I started riding cows at a young age. My parents thought I was too little for a pony, so I decided the old milk cow that grazed in the fields across from our house would have to do. My girlfriend Vickie Johns would run the cow down in the gully and I’d jump on its back. Then I’d run it down in the gully and she’d jump on its back. We’d ride that cow until we got pitched off, then we’d start all over again. One day a lady called my mother and said, “Mrs. Spacek, do you know your daughter and her little friend are out back riding a cow?” When I got home my mother said, “Honey, you shouldn’t be riding that cow. You might sour its milk.”
Vickie Johns and I were always having adventures together. Sometimes in the summer months, when Vickie was sleeping over with me, we’d wait until everybody was asleep in the house and then slip out for midnight walks around town. In our pajamas. We couldn’t have been more than nine or ten years old, and I can’t tell you why we did it other than for the thrill of doing something forbidden. Of course we would take Vickie’s old dog, Queenie, along with us for protection, as we walked the back streets toward town, past the empty brick school buildings, past the church, through the cemetery with the moon throwing scary shadows between the rows of stones (we hurried a little through this part), and then looped back into the center of town with its quiet shuttered stores. We weren’t afraid of anything except getting caught by the night watchman, Shorty Horton. There was no crime to speak of in Quitman back then, and we didn’t have much of a police department. The county sheriffs and Shorty were the only protectors of public order while the city slept.

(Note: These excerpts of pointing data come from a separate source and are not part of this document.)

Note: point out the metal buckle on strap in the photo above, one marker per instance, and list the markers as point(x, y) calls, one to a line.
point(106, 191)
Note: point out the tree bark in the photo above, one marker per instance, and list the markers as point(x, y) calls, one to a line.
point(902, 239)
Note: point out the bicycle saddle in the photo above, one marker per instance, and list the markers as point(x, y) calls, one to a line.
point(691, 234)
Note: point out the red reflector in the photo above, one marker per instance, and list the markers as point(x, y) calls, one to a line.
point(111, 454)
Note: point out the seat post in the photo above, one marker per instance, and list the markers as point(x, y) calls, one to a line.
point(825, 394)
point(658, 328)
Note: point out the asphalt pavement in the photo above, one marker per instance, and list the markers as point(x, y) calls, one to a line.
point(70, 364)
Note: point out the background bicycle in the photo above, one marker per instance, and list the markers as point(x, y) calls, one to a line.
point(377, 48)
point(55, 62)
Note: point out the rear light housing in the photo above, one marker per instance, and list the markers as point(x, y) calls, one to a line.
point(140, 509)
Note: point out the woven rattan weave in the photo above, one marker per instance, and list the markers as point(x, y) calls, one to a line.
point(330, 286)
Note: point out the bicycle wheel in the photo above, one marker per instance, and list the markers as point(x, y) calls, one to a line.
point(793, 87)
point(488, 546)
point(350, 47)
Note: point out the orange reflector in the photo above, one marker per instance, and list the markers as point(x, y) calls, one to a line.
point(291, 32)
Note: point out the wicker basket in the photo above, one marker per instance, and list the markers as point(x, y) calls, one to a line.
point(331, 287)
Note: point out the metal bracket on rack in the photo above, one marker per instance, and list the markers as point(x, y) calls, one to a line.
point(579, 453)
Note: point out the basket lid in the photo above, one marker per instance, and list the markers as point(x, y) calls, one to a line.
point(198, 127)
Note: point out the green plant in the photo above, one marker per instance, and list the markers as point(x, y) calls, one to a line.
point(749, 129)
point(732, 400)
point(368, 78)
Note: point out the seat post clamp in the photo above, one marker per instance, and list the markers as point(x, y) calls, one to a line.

Shorty’s nickname was not ironic; he was a very, very small man who wore a large cowboy hat and cowboy boots and patrolled the night streets in a very large pickup. We knew he would turn us in to our parents if he found us wandering around in pajamas. So we kept our eyes and ears open for that white truck; it added to the danger of our walks. One night he nearly caught us. We were rounding the corner of a three-sided parking shed, just past the graveyard, when suddenly there was Shorty, coming the other way. We ran around the other side, but he’d already spotted Queenie standing next to the building so he decided to stop and investigate. He was a nice man and he leaned down to pet Queenie.
“What are you doing out this time of night, girl?” he asked the dog. “Shouldn’t you be at home asleep on the rug?”
He pointed his flashlight beam in our direction just as we made the corner. With our little hearts pounding—and trying not to giggle—we stayed just ahead of him as he circled the building. He finally gave up and drove off into the night. We ran the whole way home with Queenie as our sentinel.
I was always a good student, but I wasn’t the smartest in my class. That was Hill Goldsmith, my sometime boyfriend. We sat next to each other in first grade while we were taking achievement tests. It was multiple choice so we had to color in a little circle with our pencils next to the right answer. I happened to glance at Hill’s paper and saw that one of his answers was different than mine. So of course I changed my answer. But when I got my paper back, the answer I’d copied from Hill’s paper was wrong. You would think that experience would have taught me a lesson, but I had one more ill-fated brush with cheating.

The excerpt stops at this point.